IPW sendiri mencatat, selama ini sebagian besar pelaku bom bunuh diri atau "pengantin" berasal dari Jawa Barat (Jabar) atau wilayah Jawa lainnya.
Tapi kasus Medan menunjukkan bahwa "pengantin" dari luar Jabar pun bisa muncul menebar teror bom bunuh diri, meski gagal.
Untuk itu, IPW menilai Polri perlu mengusut tuntas kasus bom Medan ini agar bisa diungkap secara tuntas, kelompok mana yang sudah berhasil merekrut "pengantin" dari luar Jawa.
Sementara pelaku yang tertangkap perlu dijaga maksimal agar tetap hidup dan terhindari dari "serangan" orang lain maupun melakukan aksi bunuh diri di tahanan, untuk menutup jaringannya.
Dari kasus bom Medan patut jadi pertanyaan juga, kenapa "serangan" terhadap stabilitas keamanan, sejak dua bulan terakhir atau sejak Tito Karnavian menjadi Kapolri, datang bertubi-tubi?
Hal itu bisa dilihat mulai dari kerusuhan Tanjung balai, Aceh, Tanah Karo, perusakan Polres Meranti, pembakaran polsek di Jambi dan Papua serta upaya bom bunuh diri di Medan.
"Apa yang terjadi sesungguhnya?
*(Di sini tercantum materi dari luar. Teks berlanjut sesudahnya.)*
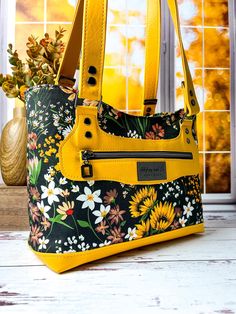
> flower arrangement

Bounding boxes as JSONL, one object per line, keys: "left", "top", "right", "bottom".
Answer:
{"left": 0, "top": 27, "right": 66, "bottom": 103}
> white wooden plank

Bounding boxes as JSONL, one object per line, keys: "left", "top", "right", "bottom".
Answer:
{"left": 204, "top": 212, "right": 236, "bottom": 228}
{"left": 0, "top": 227, "right": 235, "bottom": 267}
{"left": 0, "top": 260, "right": 235, "bottom": 314}
{"left": 204, "top": 204, "right": 236, "bottom": 211}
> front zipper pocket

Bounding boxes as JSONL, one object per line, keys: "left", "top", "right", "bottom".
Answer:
{"left": 81, "top": 150, "right": 193, "bottom": 178}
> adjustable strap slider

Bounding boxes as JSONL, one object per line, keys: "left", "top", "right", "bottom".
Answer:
{"left": 144, "top": 99, "right": 158, "bottom": 105}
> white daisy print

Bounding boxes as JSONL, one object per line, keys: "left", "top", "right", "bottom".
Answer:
{"left": 38, "top": 237, "right": 49, "bottom": 250}
{"left": 72, "top": 185, "right": 80, "bottom": 192}
{"left": 99, "top": 240, "right": 111, "bottom": 247}
{"left": 125, "top": 227, "right": 137, "bottom": 241}
{"left": 183, "top": 202, "right": 194, "bottom": 218}
{"left": 44, "top": 174, "right": 54, "bottom": 182}
{"left": 87, "top": 180, "right": 95, "bottom": 186}
{"left": 59, "top": 177, "right": 68, "bottom": 185}
{"left": 62, "top": 125, "right": 73, "bottom": 138}
{"left": 93, "top": 205, "right": 111, "bottom": 224}
{"left": 76, "top": 187, "right": 102, "bottom": 210}
{"left": 179, "top": 217, "right": 187, "bottom": 227}
{"left": 37, "top": 201, "right": 50, "bottom": 219}
{"left": 65, "top": 115, "right": 73, "bottom": 123}
{"left": 41, "top": 181, "right": 61, "bottom": 205}
{"left": 48, "top": 167, "right": 56, "bottom": 176}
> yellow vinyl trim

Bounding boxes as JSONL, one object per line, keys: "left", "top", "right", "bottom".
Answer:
{"left": 167, "top": 0, "right": 200, "bottom": 115}
{"left": 55, "top": 0, "right": 84, "bottom": 86}
{"left": 32, "top": 223, "right": 205, "bottom": 273}
{"left": 59, "top": 106, "right": 200, "bottom": 184}
{"left": 78, "top": 0, "right": 108, "bottom": 100}
{"left": 141, "top": 0, "right": 161, "bottom": 116}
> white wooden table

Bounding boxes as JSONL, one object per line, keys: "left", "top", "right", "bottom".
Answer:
{"left": 0, "top": 210, "right": 236, "bottom": 314}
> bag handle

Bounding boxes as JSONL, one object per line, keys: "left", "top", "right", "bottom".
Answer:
{"left": 57, "top": 0, "right": 200, "bottom": 116}
{"left": 142, "top": 0, "right": 161, "bottom": 116}
{"left": 56, "top": 0, "right": 84, "bottom": 87}
{"left": 57, "top": 0, "right": 161, "bottom": 116}
{"left": 166, "top": 0, "right": 199, "bottom": 115}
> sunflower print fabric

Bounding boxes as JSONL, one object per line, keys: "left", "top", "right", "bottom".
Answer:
{"left": 25, "top": 85, "right": 203, "bottom": 254}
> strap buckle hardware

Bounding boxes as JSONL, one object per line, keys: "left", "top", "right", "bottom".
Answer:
{"left": 144, "top": 99, "right": 158, "bottom": 105}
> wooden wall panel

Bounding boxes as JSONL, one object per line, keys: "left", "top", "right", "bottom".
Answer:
{"left": 0, "top": 185, "right": 28, "bottom": 231}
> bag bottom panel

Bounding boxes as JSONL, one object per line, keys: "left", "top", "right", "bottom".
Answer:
{"left": 31, "top": 223, "right": 204, "bottom": 273}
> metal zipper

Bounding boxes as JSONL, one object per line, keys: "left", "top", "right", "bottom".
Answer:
{"left": 81, "top": 150, "right": 193, "bottom": 178}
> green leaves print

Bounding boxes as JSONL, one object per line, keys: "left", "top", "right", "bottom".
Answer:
{"left": 28, "top": 157, "right": 42, "bottom": 185}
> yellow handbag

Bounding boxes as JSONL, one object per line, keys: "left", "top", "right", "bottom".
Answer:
{"left": 25, "top": 0, "right": 204, "bottom": 273}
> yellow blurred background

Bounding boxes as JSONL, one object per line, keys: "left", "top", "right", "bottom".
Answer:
{"left": 15, "top": 0, "right": 231, "bottom": 195}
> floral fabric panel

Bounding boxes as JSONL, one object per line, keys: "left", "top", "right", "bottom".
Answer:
{"left": 26, "top": 85, "right": 203, "bottom": 254}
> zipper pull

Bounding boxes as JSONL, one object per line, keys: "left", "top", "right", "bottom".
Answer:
{"left": 82, "top": 150, "right": 94, "bottom": 161}
{"left": 81, "top": 150, "right": 93, "bottom": 178}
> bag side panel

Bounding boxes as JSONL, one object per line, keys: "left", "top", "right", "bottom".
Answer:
{"left": 26, "top": 85, "right": 203, "bottom": 255}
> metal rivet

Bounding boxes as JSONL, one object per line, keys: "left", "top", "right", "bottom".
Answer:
{"left": 190, "top": 90, "right": 194, "bottom": 97}
{"left": 88, "top": 66, "right": 97, "bottom": 75}
{"left": 84, "top": 117, "right": 91, "bottom": 125}
{"left": 85, "top": 131, "right": 92, "bottom": 138}
{"left": 185, "top": 128, "right": 189, "bottom": 134}
{"left": 191, "top": 99, "right": 196, "bottom": 106}
{"left": 87, "top": 77, "right": 96, "bottom": 85}
{"left": 187, "top": 138, "right": 190, "bottom": 144}
{"left": 146, "top": 107, "right": 152, "bottom": 113}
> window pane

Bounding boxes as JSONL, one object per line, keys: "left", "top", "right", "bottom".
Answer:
{"left": 204, "top": 0, "right": 229, "bottom": 27}
{"left": 206, "top": 153, "right": 231, "bottom": 193}
{"left": 204, "top": 28, "right": 230, "bottom": 68}
{"left": 127, "top": 0, "right": 146, "bottom": 25}
{"left": 47, "top": 0, "right": 75, "bottom": 21}
{"left": 205, "top": 112, "right": 231, "bottom": 151}
{"left": 127, "top": 26, "right": 145, "bottom": 68}
{"left": 178, "top": 0, "right": 203, "bottom": 26}
{"left": 108, "top": 0, "right": 127, "bottom": 24}
{"left": 15, "top": 24, "right": 44, "bottom": 58}
{"left": 128, "top": 67, "right": 143, "bottom": 111}
{"left": 176, "top": 0, "right": 231, "bottom": 196}
{"left": 204, "top": 70, "right": 230, "bottom": 110}
{"left": 104, "top": 26, "right": 126, "bottom": 67}
{"left": 103, "top": 67, "right": 126, "bottom": 110}
{"left": 182, "top": 27, "right": 203, "bottom": 68}
{"left": 16, "top": 0, "right": 44, "bottom": 22}
{"left": 46, "top": 24, "right": 71, "bottom": 44}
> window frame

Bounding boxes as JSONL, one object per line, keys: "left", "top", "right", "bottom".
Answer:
{"left": 0, "top": 0, "right": 16, "bottom": 185}
{"left": 162, "top": 0, "right": 236, "bottom": 204}
{"left": 0, "top": 0, "right": 16, "bottom": 132}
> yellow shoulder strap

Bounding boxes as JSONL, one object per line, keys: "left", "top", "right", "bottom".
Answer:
{"left": 78, "top": 0, "right": 108, "bottom": 101}
{"left": 141, "top": 0, "right": 200, "bottom": 116}
{"left": 55, "top": 0, "right": 84, "bottom": 87}
{"left": 141, "top": 0, "right": 161, "bottom": 116}
{"left": 57, "top": 0, "right": 200, "bottom": 116}
{"left": 167, "top": 0, "right": 200, "bottom": 115}
{"left": 57, "top": 0, "right": 161, "bottom": 112}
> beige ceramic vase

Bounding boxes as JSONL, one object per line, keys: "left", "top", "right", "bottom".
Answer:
{"left": 0, "top": 106, "right": 27, "bottom": 185}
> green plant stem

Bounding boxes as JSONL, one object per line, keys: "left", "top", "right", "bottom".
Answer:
{"left": 87, "top": 208, "right": 103, "bottom": 242}
{"left": 72, "top": 215, "right": 80, "bottom": 237}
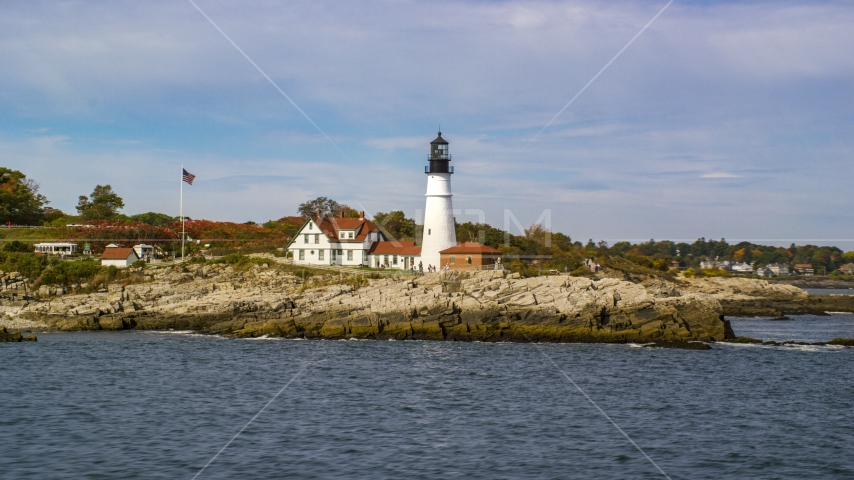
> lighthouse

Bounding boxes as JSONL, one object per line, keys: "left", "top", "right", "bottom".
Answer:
{"left": 420, "top": 132, "right": 457, "bottom": 268}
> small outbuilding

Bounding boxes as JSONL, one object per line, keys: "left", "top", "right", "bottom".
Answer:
{"left": 133, "top": 244, "right": 154, "bottom": 260}
{"left": 101, "top": 247, "right": 140, "bottom": 268}
{"left": 34, "top": 242, "right": 78, "bottom": 255}
{"left": 439, "top": 242, "right": 502, "bottom": 271}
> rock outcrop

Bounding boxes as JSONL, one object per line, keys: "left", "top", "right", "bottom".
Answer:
{"left": 678, "top": 277, "right": 854, "bottom": 316}
{"left": 9, "top": 264, "right": 730, "bottom": 343}
{"left": 0, "top": 327, "right": 36, "bottom": 342}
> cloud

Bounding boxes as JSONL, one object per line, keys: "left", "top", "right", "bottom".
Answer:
{"left": 700, "top": 172, "right": 743, "bottom": 179}
{"left": 0, "top": 0, "right": 852, "bottom": 245}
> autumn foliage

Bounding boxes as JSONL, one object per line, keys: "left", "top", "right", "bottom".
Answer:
{"left": 60, "top": 219, "right": 291, "bottom": 253}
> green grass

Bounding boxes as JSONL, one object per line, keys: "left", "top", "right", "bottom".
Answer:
{"left": 0, "top": 227, "right": 67, "bottom": 243}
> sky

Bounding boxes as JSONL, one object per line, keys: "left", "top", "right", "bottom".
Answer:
{"left": 1, "top": 0, "right": 852, "bottom": 249}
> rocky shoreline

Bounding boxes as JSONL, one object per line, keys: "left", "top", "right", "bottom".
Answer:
{"left": 3, "top": 263, "right": 853, "bottom": 345}
{"left": 676, "top": 277, "right": 854, "bottom": 317}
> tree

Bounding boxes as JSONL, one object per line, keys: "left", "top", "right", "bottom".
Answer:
{"left": 76, "top": 185, "right": 125, "bottom": 220}
{"left": 0, "top": 168, "right": 49, "bottom": 225}
{"left": 373, "top": 211, "right": 415, "bottom": 241}
{"left": 127, "top": 212, "right": 178, "bottom": 226}
{"left": 297, "top": 197, "right": 340, "bottom": 218}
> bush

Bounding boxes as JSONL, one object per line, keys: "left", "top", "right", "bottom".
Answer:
{"left": 701, "top": 268, "right": 732, "bottom": 277}
{"left": 0, "top": 252, "right": 48, "bottom": 278}
{"left": 39, "top": 261, "right": 102, "bottom": 285}
{"left": 625, "top": 254, "right": 654, "bottom": 268}
{"left": 2, "top": 240, "right": 31, "bottom": 252}
{"left": 211, "top": 254, "right": 273, "bottom": 267}
{"left": 683, "top": 268, "right": 696, "bottom": 278}
{"left": 131, "top": 260, "right": 146, "bottom": 269}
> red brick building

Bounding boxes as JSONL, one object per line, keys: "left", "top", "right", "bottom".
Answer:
{"left": 439, "top": 242, "right": 502, "bottom": 271}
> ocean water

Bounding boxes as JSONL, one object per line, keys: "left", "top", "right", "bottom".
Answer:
{"left": 804, "top": 288, "right": 854, "bottom": 296}
{"left": 2, "top": 316, "right": 853, "bottom": 479}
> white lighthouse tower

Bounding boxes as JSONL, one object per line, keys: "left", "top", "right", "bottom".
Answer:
{"left": 420, "top": 132, "right": 457, "bottom": 268}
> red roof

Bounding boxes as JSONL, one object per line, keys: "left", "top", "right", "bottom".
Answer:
{"left": 369, "top": 241, "right": 422, "bottom": 255}
{"left": 312, "top": 216, "right": 382, "bottom": 243}
{"left": 440, "top": 242, "right": 502, "bottom": 254}
{"left": 101, "top": 247, "right": 138, "bottom": 260}
{"left": 795, "top": 264, "right": 813, "bottom": 268}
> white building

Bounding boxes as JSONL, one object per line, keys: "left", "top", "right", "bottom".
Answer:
{"left": 756, "top": 267, "right": 774, "bottom": 277}
{"left": 369, "top": 241, "right": 422, "bottom": 270}
{"left": 133, "top": 244, "right": 154, "bottom": 259}
{"left": 420, "top": 132, "right": 457, "bottom": 268}
{"left": 286, "top": 210, "right": 427, "bottom": 270}
{"left": 101, "top": 247, "right": 139, "bottom": 268}
{"left": 767, "top": 263, "right": 790, "bottom": 276}
{"left": 287, "top": 212, "right": 382, "bottom": 267}
{"left": 730, "top": 262, "right": 754, "bottom": 274}
{"left": 34, "top": 242, "right": 78, "bottom": 255}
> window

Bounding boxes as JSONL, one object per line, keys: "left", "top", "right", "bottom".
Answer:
{"left": 319, "top": 250, "right": 324, "bottom": 260}
{"left": 314, "top": 234, "right": 319, "bottom": 244}
{"left": 384, "top": 255, "right": 389, "bottom": 264}
{"left": 308, "top": 222, "right": 313, "bottom": 230}
{"left": 450, "top": 256, "right": 455, "bottom": 265}
{"left": 349, "top": 232, "right": 353, "bottom": 239}
{"left": 347, "top": 250, "right": 353, "bottom": 261}
{"left": 393, "top": 255, "right": 398, "bottom": 265}
{"left": 428, "top": 229, "right": 431, "bottom": 235}
{"left": 299, "top": 250, "right": 305, "bottom": 260}
{"left": 466, "top": 256, "right": 472, "bottom": 265}
{"left": 304, "top": 234, "right": 309, "bottom": 243}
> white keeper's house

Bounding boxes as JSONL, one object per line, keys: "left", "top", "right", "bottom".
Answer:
{"left": 286, "top": 211, "right": 423, "bottom": 269}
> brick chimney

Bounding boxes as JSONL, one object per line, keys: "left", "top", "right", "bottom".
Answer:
{"left": 359, "top": 210, "right": 364, "bottom": 219}
{"left": 316, "top": 209, "right": 322, "bottom": 218}
{"left": 340, "top": 211, "right": 345, "bottom": 218}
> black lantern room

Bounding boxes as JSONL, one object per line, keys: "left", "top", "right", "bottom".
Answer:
{"left": 426, "top": 132, "right": 453, "bottom": 174}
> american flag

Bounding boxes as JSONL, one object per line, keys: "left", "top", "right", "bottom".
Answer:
{"left": 182, "top": 169, "right": 196, "bottom": 185}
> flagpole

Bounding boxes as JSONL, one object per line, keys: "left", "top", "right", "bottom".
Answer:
{"left": 181, "top": 164, "right": 185, "bottom": 263}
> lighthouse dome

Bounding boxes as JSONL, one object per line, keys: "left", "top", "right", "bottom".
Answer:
{"left": 430, "top": 132, "right": 449, "bottom": 145}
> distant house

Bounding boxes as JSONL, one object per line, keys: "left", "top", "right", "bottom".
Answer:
{"left": 700, "top": 258, "right": 732, "bottom": 271}
{"left": 767, "top": 263, "right": 790, "bottom": 276}
{"left": 101, "top": 247, "right": 140, "bottom": 268}
{"left": 730, "top": 262, "right": 754, "bottom": 274}
{"left": 794, "top": 264, "right": 815, "bottom": 276}
{"left": 439, "top": 242, "right": 502, "bottom": 271}
{"left": 756, "top": 267, "right": 774, "bottom": 278}
{"left": 34, "top": 242, "right": 77, "bottom": 255}
{"left": 838, "top": 263, "right": 854, "bottom": 275}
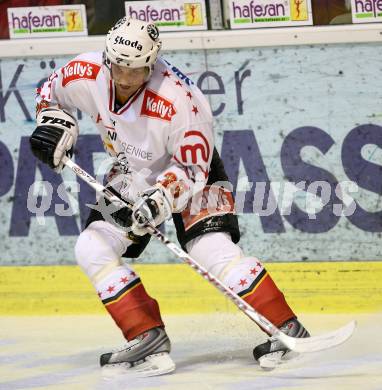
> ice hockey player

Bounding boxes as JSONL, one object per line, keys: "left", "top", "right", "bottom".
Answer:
{"left": 30, "top": 17, "right": 309, "bottom": 375}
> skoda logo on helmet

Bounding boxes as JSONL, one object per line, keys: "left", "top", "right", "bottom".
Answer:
{"left": 104, "top": 17, "right": 161, "bottom": 71}
{"left": 113, "top": 36, "right": 143, "bottom": 51}
{"left": 147, "top": 24, "right": 159, "bottom": 41}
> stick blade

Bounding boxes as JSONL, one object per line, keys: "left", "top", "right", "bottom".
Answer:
{"left": 278, "top": 320, "right": 356, "bottom": 353}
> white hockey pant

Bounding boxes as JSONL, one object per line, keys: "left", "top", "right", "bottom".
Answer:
{"left": 75, "top": 221, "right": 263, "bottom": 296}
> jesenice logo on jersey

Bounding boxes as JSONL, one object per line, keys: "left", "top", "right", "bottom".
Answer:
{"left": 61, "top": 60, "right": 101, "bottom": 87}
{"left": 140, "top": 89, "right": 176, "bottom": 122}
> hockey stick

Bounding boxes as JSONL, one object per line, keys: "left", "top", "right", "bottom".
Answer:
{"left": 63, "top": 156, "right": 356, "bottom": 353}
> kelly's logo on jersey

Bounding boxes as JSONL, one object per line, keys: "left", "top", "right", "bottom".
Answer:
{"left": 140, "top": 89, "right": 176, "bottom": 122}
{"left": 61, "top": 60, "right": 101, "bottom": 87}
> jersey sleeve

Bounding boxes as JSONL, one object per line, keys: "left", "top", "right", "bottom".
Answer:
{"left": 156, "top": 88, "right": 214, "bottom": 212}
{"left": 35, "top": 53, "right": 101, "bottom": 116}
{"left": 36, "top": 66, "right": 75, "bottom": 115}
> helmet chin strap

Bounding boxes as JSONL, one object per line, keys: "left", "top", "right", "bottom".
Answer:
{"left": 144, "top": 65, "right": 154, "bottom": 81}
{"left": 102, "top": 51, "right": 154, "bottom": 106}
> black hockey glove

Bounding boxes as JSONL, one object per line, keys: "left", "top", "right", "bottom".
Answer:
{"left": 131, "top": 185, "right": 173, "bottom": 236}
{"left": 30, "top": 108, "right": 79, "bottom": 171}
{"left": 104, "top": 198, "right": 148, "bottom": 242}
{"left": 96, "top": 187, "right": 135, "bottom": 229}
{"left": 111, "top": 204, "right": 134, "bottom": 229}
{"left": 30, "top": 125, "right": 70, "bottom": 168}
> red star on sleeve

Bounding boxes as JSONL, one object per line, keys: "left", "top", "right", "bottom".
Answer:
{"left": 107, "top": 285, "right": 115, "bottom": 293}
{"left": 175, "top": 80, "right": 182, "bottom": 86}
{"left": 186, "top": 91, "right": 192, "bottom": 99}
{"left": 239, "top": 279, "right": 248, "bottom": 287}
{"left": 120, "top": 277, "right": 129, "bottom": 284}
{"left": 162, "top": 70, "right": 171, "bottom": 77}
{"left": 192, "top": 105, "right": 199, "bottom": 115}
{"left": 130, "top": 271, "right": 137, "bottom": 278}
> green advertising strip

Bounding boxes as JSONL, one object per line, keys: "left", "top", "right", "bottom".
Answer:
{"left": 255, "top": 17, "right": 290, "bottom": 22}
{"left": 32, "top": 28, "right": 66, "bottom": 32}
{"left": 356, "top": 13, "right": 374, "bottom": 18}
{"left": 233, "top": 18, "right": 252, "bottom": 23}
{"left": 156, "top": 22, "right": 185, "bottom": 26}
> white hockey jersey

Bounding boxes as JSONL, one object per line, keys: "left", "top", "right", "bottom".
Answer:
{"left": 36, "top": 52, "right": 214, "bottom": 209}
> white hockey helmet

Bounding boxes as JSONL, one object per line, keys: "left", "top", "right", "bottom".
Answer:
{"left": 104, "top": 17, "right": 161, "bottom": 69}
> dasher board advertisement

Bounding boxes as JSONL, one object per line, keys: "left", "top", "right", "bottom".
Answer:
{"left": 225, "top": 0, "right": 313, "bottom": 29}
{"left": 351, "top": 0, "right": 382, "bottom": 23}
{"left": 124, "top": 0, "right": 208, "bottom": 31}
{"left": 7, "top": 5, "right": 88, "bottom": 39}
{"left": 1, "top": 43, "right": 382, "bottom": 264}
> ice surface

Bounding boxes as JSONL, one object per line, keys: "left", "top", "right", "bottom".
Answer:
{"left": 0, "top": 313, "right": 381, "bottom": 389}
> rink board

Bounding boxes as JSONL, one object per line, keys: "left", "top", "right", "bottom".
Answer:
{"left": 1, "top": 43, "right": 382, "bottom": 265}
{"left": 1, "top": 261, "right": 381, "bottom": 315}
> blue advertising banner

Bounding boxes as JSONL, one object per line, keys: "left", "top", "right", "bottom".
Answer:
{"left": 0, "top": 42, "right": 381, "bottom": 264}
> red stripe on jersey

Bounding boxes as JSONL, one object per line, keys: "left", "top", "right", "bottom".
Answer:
{"left": 117, "top": 83, "right": 147, "bottom": 115}
{"left": 109, "top": 80, "right": 114, "bottom": 112}
{"left": 108, "top": 82, "right": 146, "bottom": 115}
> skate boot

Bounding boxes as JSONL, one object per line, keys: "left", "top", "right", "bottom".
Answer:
{"left": 253, "top": 317, "right": 309, "bottom": 370}
{"left": 100, "top": 327, "right": 175, "bottom": 377}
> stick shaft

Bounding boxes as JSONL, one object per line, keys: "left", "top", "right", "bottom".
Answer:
{"left": 63, "top": 156, "right": 357, "bottom": 354}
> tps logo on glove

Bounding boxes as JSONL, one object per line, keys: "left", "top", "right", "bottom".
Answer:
{"left": 39, "top": 115, "right": 76, "bottom": 129}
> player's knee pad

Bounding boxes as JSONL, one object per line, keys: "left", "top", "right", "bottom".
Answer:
{"left": 187, "top": 232, "right": 243, "bottom": 277}
{"left": 75, "top": 228, "right": 108, "bottom": 275}
{"left": 75, "top": 222, "right": 127, "bottom": 278}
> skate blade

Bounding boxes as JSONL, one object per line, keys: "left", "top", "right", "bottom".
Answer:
{"left": 258, "top": 350, "right": 300, "bottom": 370}
{"left": 134, "top": 353, "right": 176, "bottom": 377}
{"left": 102, "top": 352, "right": 175, "bottom": 378}
{"left": 258, "top": 351, "right": 284, "bottom": 370}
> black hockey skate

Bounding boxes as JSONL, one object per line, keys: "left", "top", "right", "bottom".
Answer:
{"left": 253, "top": 317, "right": 309, "bottom": 369}
{"left": 100, "top": 327, "right": 175, "bottom": 377}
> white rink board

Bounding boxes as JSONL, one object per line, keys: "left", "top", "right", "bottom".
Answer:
{"left": 0, "top": 43, "right": 381, "bottom": 264}
{"left": 0, "top": 313, "right": 381, "bottom": 389}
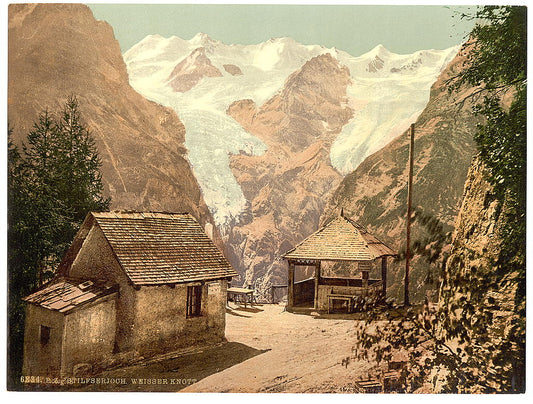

Apakah untuk menjatuhkan citra Polri atau untuk menjatuhkan kredibilitas Tito sebagai Kapolri," katanya.
Sepertinya dia sarankan, intelijen Polri perlu bekerja keras untuk mengungkapkan, ada apa di balik semua ini. BIN juga perlu maksimal membantu Polri agar jajaran intelijen tidak terus menerus dituding kecolongan.
Selain itu, Polri perlu meningkatkan kewaspadaan dan bersikap tegas dalam menindak serta membersihkan kantong-kantong radikalisme yang berpotensi menjadi kelompok anarkis maupun kelompok terorisme di Indonesia.
"Sehingga gerakan aksi-aksi anarkis dan teror tidak terus menerus menjadikan Polri sebagai bulan-bulanan," katanya.